As with other vaccines, administration of MeNZB should usually be postponed in persons with an acute febrile illness (fever > 38.5) and a pregnant person.
- UNDESIRABLE EFFECTS
The majority of reactions were self-limiting and resolved within the follow-up period. In all age groups injection site reactions (including redness, swelling, and indurations) were very common.
Tenderness/pain was the most common injection site reaction. However, these were not usually clinically significant. Crying (infants), irritability, sleepiness, change in eating habits, diarrhoea and vomiting, and fever of at least 38.0 0C (infants, toddlers) were very common after vaccination. Most of these occurred at a similar rate in the control vaccine groups, where studied. An increase of the body temperature in infants 6 hours after vaccination was observed in up to 20% of all infants receiving MeNZB in the trials. Most infants had normal body temperature by the second day after vaccination.
- DISCUSSION
A vaccination schedule of three (four for infants) doses MeNZB given with an interval of 6 weeks between doses induces a humoral immune response against the New Zealand strain.
Infants are the group at highest risk of the epidemic strain of group B meningococcal disease. It is therefore recommended that the first three MeNZB vaccine doses be given concurrently with other childhood vaccines:
- Dose 1 at six weeks of age
- Dose 2 at three months of age (13 weeks of age)
- Dose 3 at five months of age (at least 21 weeks of age)
And then: Dose 4 at 10 months of age (at least 43 weeks)
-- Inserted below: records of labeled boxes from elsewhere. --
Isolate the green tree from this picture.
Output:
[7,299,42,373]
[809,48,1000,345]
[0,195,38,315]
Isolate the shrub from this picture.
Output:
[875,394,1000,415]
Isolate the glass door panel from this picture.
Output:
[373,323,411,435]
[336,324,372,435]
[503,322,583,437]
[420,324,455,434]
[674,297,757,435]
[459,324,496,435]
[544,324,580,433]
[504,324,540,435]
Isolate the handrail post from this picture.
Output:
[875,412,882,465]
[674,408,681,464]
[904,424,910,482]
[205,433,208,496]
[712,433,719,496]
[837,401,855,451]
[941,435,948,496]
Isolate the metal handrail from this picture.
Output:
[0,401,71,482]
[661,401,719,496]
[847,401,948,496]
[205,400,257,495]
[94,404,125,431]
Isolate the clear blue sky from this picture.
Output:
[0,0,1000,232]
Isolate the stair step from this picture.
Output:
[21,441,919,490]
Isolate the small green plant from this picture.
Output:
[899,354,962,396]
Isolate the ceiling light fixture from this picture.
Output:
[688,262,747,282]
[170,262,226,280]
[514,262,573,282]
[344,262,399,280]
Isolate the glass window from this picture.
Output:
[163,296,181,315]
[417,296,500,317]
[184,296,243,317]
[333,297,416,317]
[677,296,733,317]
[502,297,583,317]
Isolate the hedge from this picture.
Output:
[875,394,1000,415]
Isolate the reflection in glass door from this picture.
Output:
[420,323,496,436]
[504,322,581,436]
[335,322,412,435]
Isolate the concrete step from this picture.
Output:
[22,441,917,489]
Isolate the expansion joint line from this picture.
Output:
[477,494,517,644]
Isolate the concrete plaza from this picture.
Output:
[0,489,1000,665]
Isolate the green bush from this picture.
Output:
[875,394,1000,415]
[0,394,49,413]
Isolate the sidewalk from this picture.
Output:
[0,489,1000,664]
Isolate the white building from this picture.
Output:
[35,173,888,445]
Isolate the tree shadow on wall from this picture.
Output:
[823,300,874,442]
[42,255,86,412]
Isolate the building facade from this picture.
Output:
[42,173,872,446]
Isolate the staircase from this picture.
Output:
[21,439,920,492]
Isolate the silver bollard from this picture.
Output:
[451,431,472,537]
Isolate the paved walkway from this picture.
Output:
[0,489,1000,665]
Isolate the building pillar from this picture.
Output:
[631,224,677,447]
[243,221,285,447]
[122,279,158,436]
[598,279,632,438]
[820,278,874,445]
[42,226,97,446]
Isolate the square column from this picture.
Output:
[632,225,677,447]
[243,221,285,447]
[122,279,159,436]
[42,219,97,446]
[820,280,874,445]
These dose intervals are to ensure the MeNZB vaccine stimulates the optimum immune response as recorded in the clinical trials, while offering protection as early as possible.
REFFERENCES
. Meningococcal B disease. (2004).
. everybody.co.nz/docsip/ meningitis.html. (2004) Meningitis and meningococcal disease.
MOH. (2002). Immunization handbook. Wellington: New Zealand.
Peltola, H. (1998). Meningococcal vaccines. Drugs. 55:347-366.
Sexton, K., Lennon, D., Oster, P., Crengle, S., Martin, D., Mulholland, K., Percival, T., Reid, S., Stewart, J. & O'Hallahan, J. (2004).The New Zealand Meningococcal Vaccine Strategy: A tailormade vaccine to combat a devastating epidemic. The New Zealand Medical Journal, 1200: 1- 9.